Finetuning is easy and worthwhile, especially with LoRAs as these Unsloth demos do. The bottleneck then becomes how to self-host the finetuned model in a way that's cost-effective and scalable.
In practice prompt engineering and few-shot prompting with modern LLMs, due to their strong-and-only-getting-better-over-time prompt adherence, tends to be more pragmatic.
There are inference providers such as Together AI that will serve your LoRA adapters at no extra cost above the model price. Then, there’s basically no difference between using your fine-tuned model or an API model off the shelf (except for the benefits you get from fine-tuning).

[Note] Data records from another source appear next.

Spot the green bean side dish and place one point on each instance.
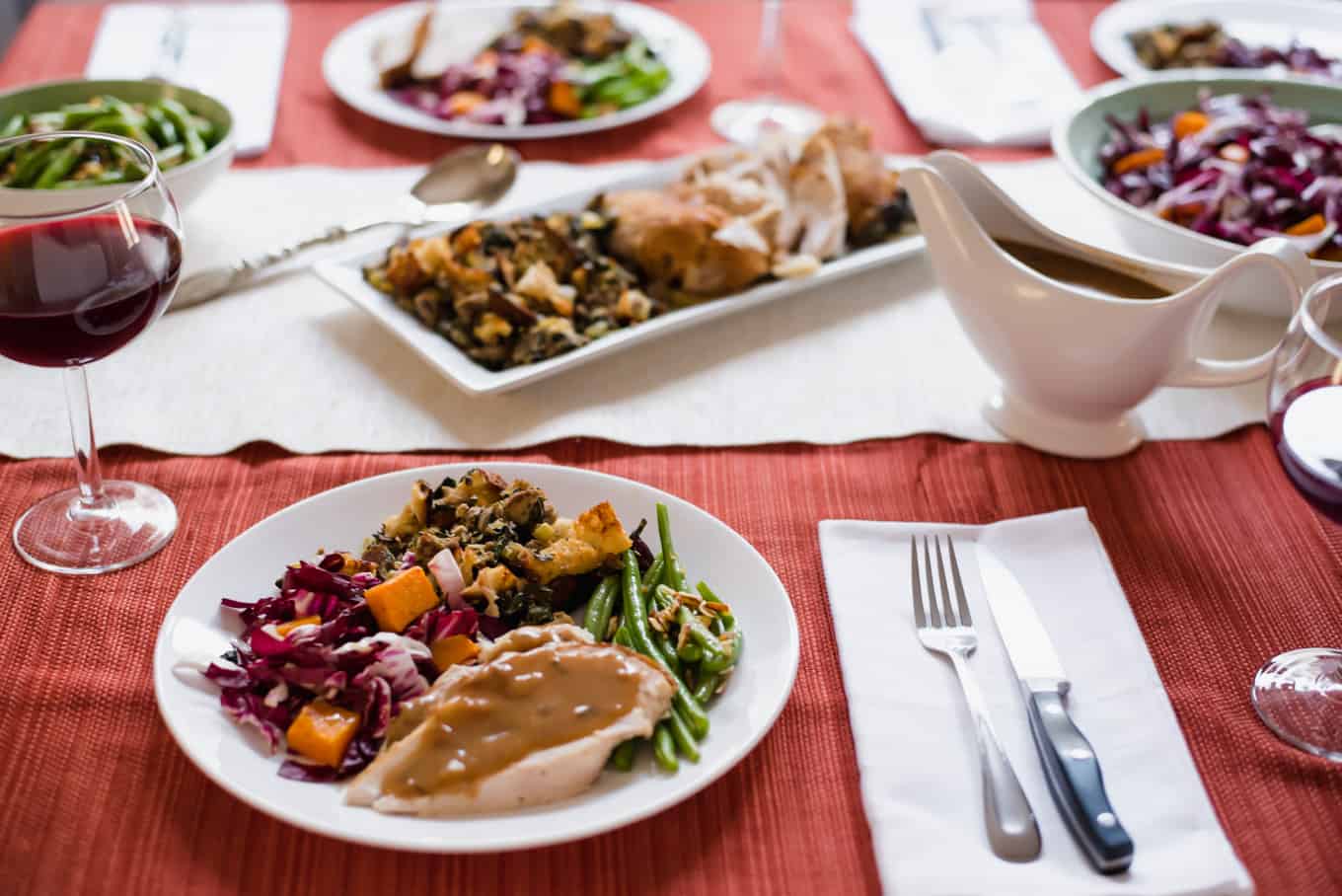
(693, 635)
(164, 126)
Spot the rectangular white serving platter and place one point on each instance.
(346, 275)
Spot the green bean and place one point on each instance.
(707, 687)
(161, 129)
(673, 575)
(636, 620)
(652, 577)
(597, 619)
(79, 114)
(683, 736)
(663, 747)
(690, 652)
(622, 758)
(33, 164)
(59, 165)
(186, 129)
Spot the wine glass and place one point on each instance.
(1300, 694)
(745, 121)
(82, 272)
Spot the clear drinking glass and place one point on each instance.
(745, 121)
(84, 269)
(1300, 694)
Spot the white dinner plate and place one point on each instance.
(1270, 23)
(196, 630)
(346, 275)
(350, 73)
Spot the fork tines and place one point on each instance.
(934, 616)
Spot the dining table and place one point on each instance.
(1223, 562)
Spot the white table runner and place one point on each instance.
(291, 362)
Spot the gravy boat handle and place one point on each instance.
(1289, 263)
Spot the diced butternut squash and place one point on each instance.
(323, 732)
(453, 649)
(563, 100)
(1312, 224)
(285, 628)
(1141, 159)
(1189, 122)
(402, 600)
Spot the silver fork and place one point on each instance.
(949, 630)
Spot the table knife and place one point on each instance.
(1070, 764)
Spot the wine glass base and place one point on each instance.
(62, 536)
(1300, 698)
(745, 121)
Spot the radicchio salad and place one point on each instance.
(325, 663)
(1233, 167)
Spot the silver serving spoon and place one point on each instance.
(455, 187)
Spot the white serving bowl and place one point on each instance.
(1080, 135)
(186, 182)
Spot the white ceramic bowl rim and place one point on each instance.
(1124, 85)
(130, 190)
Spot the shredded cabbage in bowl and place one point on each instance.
(1236, 168)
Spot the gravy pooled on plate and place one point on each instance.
(1076, 271)
(520, 705)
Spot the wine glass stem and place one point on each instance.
(771, 45)
(81, 435)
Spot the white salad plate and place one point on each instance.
(196, 630)
(346, 275)
(350, 71)
(1272, 23)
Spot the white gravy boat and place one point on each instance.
(1076, 361)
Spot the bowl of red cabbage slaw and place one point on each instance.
(1199, 165)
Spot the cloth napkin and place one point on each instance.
(234, 51)
(916, 747)
(968, 71)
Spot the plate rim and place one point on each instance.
(161, 672)
(677, 93)
(1109, 30)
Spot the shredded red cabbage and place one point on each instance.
(268, 678)
(1253, 171)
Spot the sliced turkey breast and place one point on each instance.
(534, 721)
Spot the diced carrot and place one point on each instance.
(453, 649)
(1189, 122)
(285, 628)
(463, 101)
(1312, 224)
(563, 100)
(1141, 159)
(534, 44)
(323, 732)
(402, 600)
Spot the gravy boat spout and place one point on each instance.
(1050, 317)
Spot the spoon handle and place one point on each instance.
(219, 280)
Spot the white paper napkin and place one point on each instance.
(234, 51)
(968, 71)
(916, 750)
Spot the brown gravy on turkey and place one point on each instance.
(1074, 271)
(524, 703)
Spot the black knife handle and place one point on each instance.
(1078, 786)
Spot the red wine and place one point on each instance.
(1307, 429)
(73, 291)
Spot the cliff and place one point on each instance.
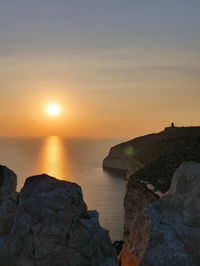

> The bottleneck then becomes how to self-host the finetuned model in a way that's cost-effective and scalable
It's not actually that expensive and hard. For narrow usecases, you can produce 4-bit quantized fine-tunes that perform as well as the full model. Hosting the 4-bit quantized version can be done on relatively low cost. You can use A40 or RTX 3090 on Runpod for ~$300/month.
For self-hosting I've been using https://tuns.sh which is a tunneling solution using SSH. It works great for prototyping and I've been using it to host open-webui
> If you have the resources to fine tune, you have the resources to run inference on fine tuned model.
I don't think that's true.
I can fine tune a model by renting a few A100s for a few hours, total cost in the double digit dollars. It's a one-time cost.
Running inference with the resulting model for a production application could cost single digit dollars per hour, which adds up to hundreds or even thousands of dollars a month on an ongoing basis.
In practice prompt engineering and few-shot prompting with modern LLMs, due to their strong-and-only-getting-better-over-time prompt adherence, tends to be more pragmatic.